I had the opportunity to speak to Antonio Perez about this personally at the time this event took place. His words were "We are hemorrhaging out of our paper business". So, with extreme losses, they had to close the B&W paper plants.
No Tom. It just was not selling. There were 4 paper plants. One of them alone used 6 machines for color. They could have scaled back, but B&W paper sales fell faster than anything else in their inventory. At least from what I know. Color is still up there selling!
This is good to hear. Providing a specialized service in a custom process with ILFORD materials, we have not seen any such 'good-will' toward services for their products. As much product as we freely advertise, we have never even gotten an acknowledgment.
Before Kodak fell apart, dr5 was a regular on Ed Warners agenda. I miss Ed.
I had one instructor who would not accept any work from students if Kodak products were used in its creation. The jerk actually said that to the class at the beginning of the semester. We were asked to bring in samples of our work at the second class meeting, so I brought some of my work to show to him. He really liked on of my shots until I told him it was shot on Tri-X, developed in HC-110 and printed on Polyfiber. He got mad and told me that under no circumstances was I to use Kodak film or paper for my assignments.
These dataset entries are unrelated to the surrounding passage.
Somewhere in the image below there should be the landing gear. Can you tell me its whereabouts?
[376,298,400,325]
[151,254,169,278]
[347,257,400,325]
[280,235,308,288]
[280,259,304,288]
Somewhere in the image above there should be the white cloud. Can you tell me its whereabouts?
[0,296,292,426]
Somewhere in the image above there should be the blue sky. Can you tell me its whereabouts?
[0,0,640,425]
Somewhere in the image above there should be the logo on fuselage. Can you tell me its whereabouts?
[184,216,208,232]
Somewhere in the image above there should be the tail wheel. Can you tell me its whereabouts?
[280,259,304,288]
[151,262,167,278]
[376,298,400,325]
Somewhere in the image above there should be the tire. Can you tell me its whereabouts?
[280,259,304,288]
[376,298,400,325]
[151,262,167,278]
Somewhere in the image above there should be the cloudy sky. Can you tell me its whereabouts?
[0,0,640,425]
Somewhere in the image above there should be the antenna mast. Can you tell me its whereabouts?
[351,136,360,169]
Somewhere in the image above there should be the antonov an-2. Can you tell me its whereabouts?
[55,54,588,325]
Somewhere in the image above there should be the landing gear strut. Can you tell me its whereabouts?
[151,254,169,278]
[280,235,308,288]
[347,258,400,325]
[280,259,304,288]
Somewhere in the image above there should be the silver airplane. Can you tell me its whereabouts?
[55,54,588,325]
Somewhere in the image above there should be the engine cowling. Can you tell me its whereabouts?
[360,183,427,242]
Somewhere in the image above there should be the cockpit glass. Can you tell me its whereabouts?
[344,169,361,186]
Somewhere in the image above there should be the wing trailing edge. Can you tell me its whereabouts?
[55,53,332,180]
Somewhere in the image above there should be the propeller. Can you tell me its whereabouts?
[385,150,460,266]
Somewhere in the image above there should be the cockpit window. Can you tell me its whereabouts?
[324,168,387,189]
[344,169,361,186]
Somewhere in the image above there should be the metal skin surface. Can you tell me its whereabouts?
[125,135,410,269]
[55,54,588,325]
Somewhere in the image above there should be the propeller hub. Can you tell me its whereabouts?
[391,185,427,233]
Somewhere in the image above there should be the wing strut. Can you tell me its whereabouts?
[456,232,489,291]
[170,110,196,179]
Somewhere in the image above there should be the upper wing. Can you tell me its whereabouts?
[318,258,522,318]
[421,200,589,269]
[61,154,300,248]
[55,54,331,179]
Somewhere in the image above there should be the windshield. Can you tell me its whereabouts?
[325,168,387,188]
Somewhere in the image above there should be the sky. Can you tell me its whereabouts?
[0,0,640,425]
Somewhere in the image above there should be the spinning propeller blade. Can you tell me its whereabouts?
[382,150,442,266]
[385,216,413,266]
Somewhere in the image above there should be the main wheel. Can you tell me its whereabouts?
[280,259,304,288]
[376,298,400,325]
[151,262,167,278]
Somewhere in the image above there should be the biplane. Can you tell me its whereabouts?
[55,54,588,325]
He actually checked peoples's contact sheets for edge markings and rejected anything that was shot on Kodak film. You had to shoot on FP4 or Agfapan-100 and develop in FG7 1+15 with water. I finally quit that class because I thought the instructor was a Bozo.
This might be an extreme example, but I know many people who were told not to bother with Kodak papers by their instructors, because Kodak papers were not as good as those offered by other manufacturers. This might have helped contribute to the decline in Kodak paper sales.
I personally liked some Kodak papers very much. I miss Polyfiber and Polymax Fine Art fiber base and Polymax RC (a very good RC paper imho).
I never really warmed up to Mutigrade, although I do use it. I would not hesitate to use my favorite Kodak papers if they were available again.
My sentiments exactly. Perhaps you could have complained to his boss about this rather unusual and definitely uncalled for behavior. You're probably right. The guy is a Bozo. And mind you, I've nothing against Ilford products; I think they're first rate and as good as and better than most. I simply prefer Kodak products for most things because that's the stuff I grew up with and been used too all my life. I do miss their papers, especially the last versions of Polymax and Polycontrast before they ceased production. Still have a little bit of single weight FB Polymax Fine Art. Lovely paper for small prints.
I too prefer Kodak to Ilford, but with black & white paper and ISO 400 black & white 4"x5" film I tend to make an exception.